IPCC AND THE MET OFFICE SCIENTIST

BBC News put a very revealing article beside the latest IPCC report, which makes even more gloomy reading than what the IPCC said. The IPCC report is of course a much tugged-at piece, a climate camel assembled by a committee, a throttled-back compromise. But Dr Vicky Pope, Head of the Climate Programme at the UK Met Office's prestigious Hadley Centre, puts things very plainly: 'Man-made climate change is established beyond reasonable doubt and further climate change is inevitable.'

'The latest climate models predict similar possible global average temperature changes to models used five or 10 years ago, ranging from 1.6-4.3C (2.9-7.7F) in the current best estimates using a mid-range emissions scenario.

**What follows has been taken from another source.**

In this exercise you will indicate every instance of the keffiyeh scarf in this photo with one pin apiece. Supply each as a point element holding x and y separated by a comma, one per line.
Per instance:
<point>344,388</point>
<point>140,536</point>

'However, we are much more confident about these ranges. Using Hadley Centre models we have even been able to start to assign probabilities to more dangerous high temperature changes at the upper end of this range that could arise if climate turns out to be very sensitive to increased greenhouse gases.'

Which means they are not sure. And the actual readings are tracking along the top of the official predictions, which means we are veering towards the worst scenario, certainly not the best nor even the head-in-the-sand middling stuff. Because in a world hooked on the black stuff you can forget the mid-range scenario. So prepare for the worst (which on-the-edge computer models put at 10-14C round 2100).